Öte yandan yazarların belirttiği gibi total tiroidektomi düşük komplikasyon oranı ile yapılabilmektedir (6 total tiroidektomide bir geçici hipokalsemi) (1,2). Bizim hastanemizde primer total tiroidektomi yapılan hastalar (92 hasta) ile TT yapılan hastalar (141 hasta) arasında komplikasyon farkı yoktur (kalıcı rekürrens paralizisi: %3.3 ve %3.5, kalıcı hipoparatiroidi: %4.3 ve %4.2) (2).

İnsidental karsinom nedeniyle TT yapılan 5 hastanın hiçbirinde tümör boyutu 5 cm'nin üstünde değildir, vasküler, kapsüler invazyon (foliküler kanserde major kapsüler invazyon) ve lenf nodülü tutulumu ve uzak metastaz yoktur. TT yapılan bu hastaların hepsi de AMES ve MACIS risk sınıflandırmasına göre düşük risk grubundadır, uzun dönem sağkalımları çok iyidir ve sağlıklı kişilerle aynıdır (20 yıllık sağkalımları %98-99) (3,4). Bu hastaların tiroid hormonu tedavisi ile izlenmesi olanaklıdır.

Bu seride İAB yapılan hastalar arasında, kapsülü veya tiroid dokusunu aşmayan ve diferansiye karsinom gelen 6 hastada saptanan 2 tane 3 cm, bir tane 2 cm ve 2 tane 1.5 cm'lik insidental karsinomlar eğer İAB yapılan nodüllerden iseler yalancı negatif (false-negatif) kabul edilebilir. Bu durumda yalancı negatiflik oranı 6/168 (3.6%)'dir. İnsidental karsinomlar İAB yapılmayan nodüllerden değilseler, bu nodüllerden de İAB yapılması gerektiği ortaya çıkmaktadır. Bizim serimizde tüm dominant ve diğer >1.5 cm'lik ve/veya palpable nodüllerden de İAB yapılmıştır. İAB yapılamayan veya yapılmayan nodüllerden insidental karsinom oranımız %1.7 ve hepsi de mikrokarsinomdur. Yalancı negatiflik oranımız ise %2'dir.

Sonuç olarak, insidental karsinom riskini en aza indirmek için MNG'de dominant nodüllerin dışındaki palpable veya >1.5 cm nodüllerden de İAB yapılabilir. Malignite şüphesi olmayan MNG de insidental karsinom (İK) riski düşüktür, İK saptananların büyük çoğunluğu (bu çalışmada hepsi) düşük risk grubundadır, tiroid hormonu tedavisi ile izlenebilir ve tamamlayıcı tiroidektomiye (TT) gerek yoktur. Gerektiğinde TT primer total tiroidektomiden daha yüksek olmayan bir komplikasyon oranı ile yapılabilir. Bu yüzden malignite şüphesi olmayan MNG'de en baştan total veya near total tiroidektomiye gerek yoktur.

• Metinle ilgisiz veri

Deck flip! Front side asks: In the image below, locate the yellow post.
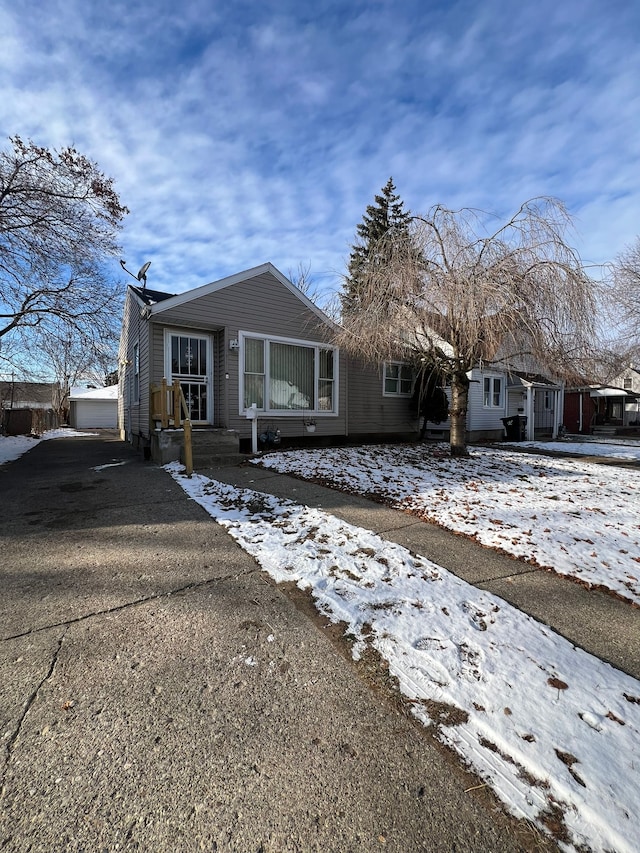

Mehmet Altan Kaya, Faik Çelik
Makaleyi değerlendiren danışmanın eleştiriyle ilgili görüşü

Sayın Editörler,
Değerlendirme ve katkılarınıza teşekkür ederiz. Çalışmamızı sunarken kliniğimizin deneyimlerini sergilemenin yanı sıra konunun katkılarla zenginleştirilmesini de amaçladık. Bundan sonra planlayacağımız çalışmalarda, öneri ve katkılarınızdan yararlanacağımızı belirtir, saygılarımızı sunarız.

Kaynaklar

  1. The American thyroid association guidelines taskforces. Management guidelines for patients with thyroid nodule and differentiated thyroid carcinomas. Thyroid 2006;16:1-31.
  2. Erdem E, Gulcelik MA, Kuru B, Alagol H. Comparison of completion thyroidectomy and primary surgery for differentiated thyroid carcinoma. Eur J Surg Oncol 2003;29:747-749.
  3. Cady B, Rossi R. An expanded view of risk-group definition in differentiated thyroid carcinoma. Surgery 1988;104:947-953.
  4. Hay ID, Bergstralh EJ, Goellner JR, et al. Predicting outcome in papillary carcinoma: development of a reliable prognostic system in a cohort at 1779 patients surgically treated at one institution during 1940 through 1989. Surgery 1993;114:1050-1058.